EARNINGS PER COMMON SHARE COMPUTATIONS
(Dollars in millions, except per share amounts; shares in thousands)
 Three months ended June 30,Six months ended June 30,
 2025202420252024
Sempra:
Numerator:    
Earnings attributable to common shares$461 $713 $1,367 $1,514 
Denominator:    
Weighted-average common shares outstanding for basic EPS(1)
652,664 633,450 652,330 633,135 
Dilutive effect of common shares sold forward101 1,139 51 906 
Dilutive effect of stock options and RSUs(2)
459 1,690 742 1,776 
Weighted-average common shares outstanding for diluted EPS653,224 636,279 653,123 635,817 
EPS:
Basic$0.71 $1.13 $2.10 $2.39 
Diluted$0.71 $1.12 $2.09 $2.38 
(1)    Includes 499 and 610 fully vested RSUs held in our Deferred Compensation Plan for the three months ended June 30, 2025 and 2024, respectively, and 507 and 617 of such RSUs for the six months ended June 30, 2025 and 2024, respectively. These fully vested RSUs are included in weighted-average common shares outstanding for basic EPS because there are no conditions under which the corresponding shares will not be issued.
(2)    Due to market fluctuations of both Sempra common stock and the comparative indices used to determine the vesting percentage of our total shareholder return performance-based RSUs, which we discuss in Note 13 of the Notes to Consolidated Financial Statements in the Annual Report, dilutive RSUs may vary widely from period-to-period.

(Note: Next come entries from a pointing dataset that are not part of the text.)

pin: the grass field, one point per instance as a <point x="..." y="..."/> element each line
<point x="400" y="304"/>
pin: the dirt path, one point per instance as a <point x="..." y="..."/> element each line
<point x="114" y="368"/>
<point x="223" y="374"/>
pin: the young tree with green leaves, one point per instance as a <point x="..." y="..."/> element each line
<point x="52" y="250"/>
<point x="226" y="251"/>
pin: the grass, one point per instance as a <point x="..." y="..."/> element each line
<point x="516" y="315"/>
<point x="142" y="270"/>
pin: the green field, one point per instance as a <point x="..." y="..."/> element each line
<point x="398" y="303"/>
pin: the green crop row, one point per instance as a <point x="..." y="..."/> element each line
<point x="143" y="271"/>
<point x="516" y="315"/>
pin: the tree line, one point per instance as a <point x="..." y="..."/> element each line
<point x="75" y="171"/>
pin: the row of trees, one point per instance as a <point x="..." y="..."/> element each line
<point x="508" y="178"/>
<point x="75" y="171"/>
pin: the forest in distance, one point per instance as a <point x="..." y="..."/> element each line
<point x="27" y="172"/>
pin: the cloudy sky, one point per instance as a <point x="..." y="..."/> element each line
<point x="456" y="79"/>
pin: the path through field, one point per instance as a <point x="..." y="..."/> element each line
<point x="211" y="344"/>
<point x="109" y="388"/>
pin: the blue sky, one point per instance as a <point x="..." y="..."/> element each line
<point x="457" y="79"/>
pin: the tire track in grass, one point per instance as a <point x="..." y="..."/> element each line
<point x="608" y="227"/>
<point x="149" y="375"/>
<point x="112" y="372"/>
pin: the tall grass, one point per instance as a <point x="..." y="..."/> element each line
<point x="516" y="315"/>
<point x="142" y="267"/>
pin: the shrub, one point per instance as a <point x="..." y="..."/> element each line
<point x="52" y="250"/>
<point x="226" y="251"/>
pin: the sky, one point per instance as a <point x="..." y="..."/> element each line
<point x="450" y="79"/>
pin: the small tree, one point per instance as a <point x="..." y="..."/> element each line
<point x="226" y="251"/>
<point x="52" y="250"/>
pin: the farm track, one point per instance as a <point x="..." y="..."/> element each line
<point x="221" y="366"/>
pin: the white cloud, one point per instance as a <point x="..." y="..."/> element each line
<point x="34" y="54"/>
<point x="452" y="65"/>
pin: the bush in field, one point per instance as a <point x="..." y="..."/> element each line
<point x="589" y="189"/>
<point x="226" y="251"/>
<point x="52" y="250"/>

The potentially dilutive impact from stock options and RSUs is calculated under the treasury stock method. Under this method, proceeds based on the exercise price and unearned compensation are assumed to be used to repurchase shares on the open market at the average market price for the period, reducing the number of potential new shares to be issued and sometimes causing an antidilutive effect. The computation of diluted EPS for the three months and six months ended June 30, 2025 excludes 1,376,618 and 949,450 potentially dilutive shares, respectively, and the computation of diluted EPS for the three months and six months ended June 30, 2024 excludes 1,184,115 and 1,270,327 potentially dilutive shares, respectively, because to include them would be antidilutive for the period. However, these shares could potentially dilute basic EPS in the future.
The potentially dilutive impact from the forward sale of our common stock pursuant to the forward sale agreements that we discuss above is reflected in our diluted EPS calculation using the treasury stock method. We anticipate there will be a dilutive effect on our EPS when the average market price of our common stock shares is above the applicable adjusted forward price, subject to increase or decrease based on the overnight bank funding rate, less a spread, and subject to decrease by amounts related to expected dividends on shares of our common stock during the term of the forward sale agreements. Additionally, if we decide to physically settle or net share settle the forward sale agreements, delivery of our shares to the forward purchasers on any such physical settlement or net share settlement of the forward sale agreements would result in dilution to our EPS.
Pursuant to Sempra’s share-based compensation plans, the Compensation and Talent Development Committee of Sempra’s board of directors granted 303,614 nonqualified stock options, 628,413 performance-based RSUs and 260,012 service-based RSUs in the six months ended June 30, 2025, primarily in January.
We discuss share-based compensation plans and related awards and the terms and conditions of Sempra’s equity securities further in Notes 11, 12 and 13 of the Notes to Consolidated Financial Statements in the Annual Report.